How robots acquire knowledge: A concise, modern chronicle

Robotic engineers once envisioned grand projects but executed modest creations. They aspired to replicate or surpass the intricate design of the human form, yet often ended up perfecting robotic appendages for manufacturing facilities. Target C-3P0; result in a Roomba.

For many in this field, the true goal was the sci-fi robot—capable of navigating its environment, adapting to varying conditions, and engaging with humans in a safe and beneficial manner. For those with a social focus, such a device could assist individuals with mobility challenges, mitigate feelings of isolation, or take on tasks deemed perilous for people. For those motivated by finance, it symbolized an unending supply of labor without wages. Regardless, a lengthy track record of setbacks left many in Silicon Valley wary of investing in helpful robotics.

Times have changed. The robots are still to be constructed, yet investment has surged: Companies and backers poured $6.1 billion into humanoid robotics in 2025 alone, quadruple the amount from 2024.

What triggered this shift? A breakthrough in machine learning and interaction with the environment.
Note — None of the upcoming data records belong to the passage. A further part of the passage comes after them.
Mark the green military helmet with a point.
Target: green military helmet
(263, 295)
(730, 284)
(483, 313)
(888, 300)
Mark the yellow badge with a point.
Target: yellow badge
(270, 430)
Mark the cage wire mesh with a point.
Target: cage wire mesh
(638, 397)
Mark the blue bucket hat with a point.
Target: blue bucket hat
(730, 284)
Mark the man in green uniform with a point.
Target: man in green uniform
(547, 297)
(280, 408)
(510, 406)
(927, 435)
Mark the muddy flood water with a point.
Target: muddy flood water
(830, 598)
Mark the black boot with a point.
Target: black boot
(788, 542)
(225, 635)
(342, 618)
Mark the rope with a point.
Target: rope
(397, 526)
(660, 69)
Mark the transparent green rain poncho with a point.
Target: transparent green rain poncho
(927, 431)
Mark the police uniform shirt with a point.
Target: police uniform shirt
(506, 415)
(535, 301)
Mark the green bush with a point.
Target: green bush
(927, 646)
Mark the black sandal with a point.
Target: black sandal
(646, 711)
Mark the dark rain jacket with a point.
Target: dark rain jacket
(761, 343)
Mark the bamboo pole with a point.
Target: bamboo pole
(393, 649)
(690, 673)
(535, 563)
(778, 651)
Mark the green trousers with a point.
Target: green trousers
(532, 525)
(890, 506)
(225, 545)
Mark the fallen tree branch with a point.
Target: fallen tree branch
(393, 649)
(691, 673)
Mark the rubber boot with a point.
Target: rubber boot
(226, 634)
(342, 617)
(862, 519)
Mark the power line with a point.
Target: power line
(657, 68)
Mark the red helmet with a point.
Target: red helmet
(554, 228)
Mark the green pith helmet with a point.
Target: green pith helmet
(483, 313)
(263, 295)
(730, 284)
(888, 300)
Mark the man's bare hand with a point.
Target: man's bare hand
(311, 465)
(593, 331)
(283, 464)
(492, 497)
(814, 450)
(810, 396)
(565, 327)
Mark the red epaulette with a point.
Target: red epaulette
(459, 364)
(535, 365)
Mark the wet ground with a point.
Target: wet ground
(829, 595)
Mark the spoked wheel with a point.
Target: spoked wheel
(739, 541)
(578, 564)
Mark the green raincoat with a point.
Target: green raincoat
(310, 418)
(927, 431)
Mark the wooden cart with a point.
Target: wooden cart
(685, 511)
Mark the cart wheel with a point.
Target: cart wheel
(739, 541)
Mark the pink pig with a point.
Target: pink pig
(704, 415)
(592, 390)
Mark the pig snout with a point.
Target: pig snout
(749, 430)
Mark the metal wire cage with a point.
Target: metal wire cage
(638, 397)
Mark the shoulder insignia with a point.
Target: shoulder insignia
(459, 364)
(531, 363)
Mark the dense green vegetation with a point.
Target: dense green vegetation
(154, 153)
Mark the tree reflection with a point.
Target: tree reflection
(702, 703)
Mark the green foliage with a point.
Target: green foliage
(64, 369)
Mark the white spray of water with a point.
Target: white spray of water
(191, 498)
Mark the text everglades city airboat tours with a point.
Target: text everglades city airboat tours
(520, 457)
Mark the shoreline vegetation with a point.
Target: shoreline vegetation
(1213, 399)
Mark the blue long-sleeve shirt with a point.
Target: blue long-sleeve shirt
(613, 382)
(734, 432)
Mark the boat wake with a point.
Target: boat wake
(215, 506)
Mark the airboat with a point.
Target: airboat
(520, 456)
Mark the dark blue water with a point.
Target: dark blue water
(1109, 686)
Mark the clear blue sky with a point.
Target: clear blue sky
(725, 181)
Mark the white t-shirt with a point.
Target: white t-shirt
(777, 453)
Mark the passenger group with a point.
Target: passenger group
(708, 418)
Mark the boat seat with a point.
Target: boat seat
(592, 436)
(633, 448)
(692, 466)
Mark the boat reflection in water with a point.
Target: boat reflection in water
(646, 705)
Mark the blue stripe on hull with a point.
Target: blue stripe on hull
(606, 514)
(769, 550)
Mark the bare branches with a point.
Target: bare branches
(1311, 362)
Imagine desiring a set of robotic arms in your home solely for the task of folding laundry. How would it acquire this skill? You could begin by establishing guidelines. Assess the fabric to determine its resilience against tearing. Recognize the collar of a shirt. Position the gripper on the left sleeve, elevate it, and fold it inward by a specific measurement. Repeat this for the right sleeve. If the shirt is turned, adjust the plan accordingly. If the sleeve is twisted, rectify it. The number of instructions would quickly become vast, but a comprehensive understanding could yield dependable outcomes. This was the original art of robotics: foreseeing every scenario and encoding it ahead of time.

By around 2015, the forefront began to approach things differently: Create a digital simulation of the robotic arms and garments, rewarding the program each time it folds successfully and providing a penalty when it fails. This technique allows it to improve by experimenting with various methods through trial and error, with countless repetitions—just as AI became adept at playing games.

The introduction of ChatGPT in 2022 sparked the ongoing surge. Trained on extensive textual data, large language models operate not through trial and error but by learning to anticipate the next word in a sentence. Adaptations of similar models for robotics soon began to process images, sensor data, and the robot’s joint positions, making predictions on the subsequent actions the machine should perform, executing dozens of motor commands each second.

This paradigm shift—favoring AI models that take in significant amounts of data—appears effective whether the helpful robot is designed for human interaction, environmental navigation, or even complex tasks. Coupled with innovative strategies for executing this new method of learning, like deploying robots before they achieve perfection to learn from their working environment, Silicon Valley roboticists are once again setting their sights high. Here’s how this came to pass.

Jibo

A moving social robot engaged in conversation well before the era of large language models.

A robotics researcher at MIT, Cynthia Breazeal, introduced the armless, legless, faceless robot Jibo to the public in 2014. It resembled, in many ways, a lamp. Breazeal’s goal was to develop a family-oriented social robot, which garnered $3.7 million through a crowdfunding effort. Early preorders were priced at $749.

The initial Jibo could introduce itself and perform a little dance for children, but its capabilities were limited. The vision was always for it to evolve into a sort of physical assistant capable of managing everything from schedules and emails to storytelling. It attracted a loyal user base, but eventually, the company ceased operations in 2019.

A robot resembling a lowercase letter "i" — A crowdfunding initiative commenced in 2014, resulting in 4,800 Jibo preorders.

In hindsight, Jibo fundamentally lacked advanced language capabilities. Competing against Apple’s Siri and Amazon’s Alexa, all those technologies were reliant on extensive scripting at that time. Generally, when spoken to, software would convert spoken words into text, interpret the user’s needs, and generate responses from preapproved snippets. While those snippets might be engaging, they were also repetitive and ultimately dull—blatantly robotic. This posed a particular challenge for a robot intended to be social and family friendly.

What has transpired since then is a transformation in how machines generate language. Voice modes from leading AI developers are now captivating and impressive, and numerous hardware startups are attempting (and stumbling) to create products that capitalize on this development.

However, this introduces a new danger: While scripted dialogues tend not to deviate, those generated by AI can easily spiral out of control. Some well-known AI toys have, for example, conversed with children about finding matches and knives.

OpenAI

Dactyl

A robotic hand trained via simulations aims to emulate the unpredictability and variation present in the real world.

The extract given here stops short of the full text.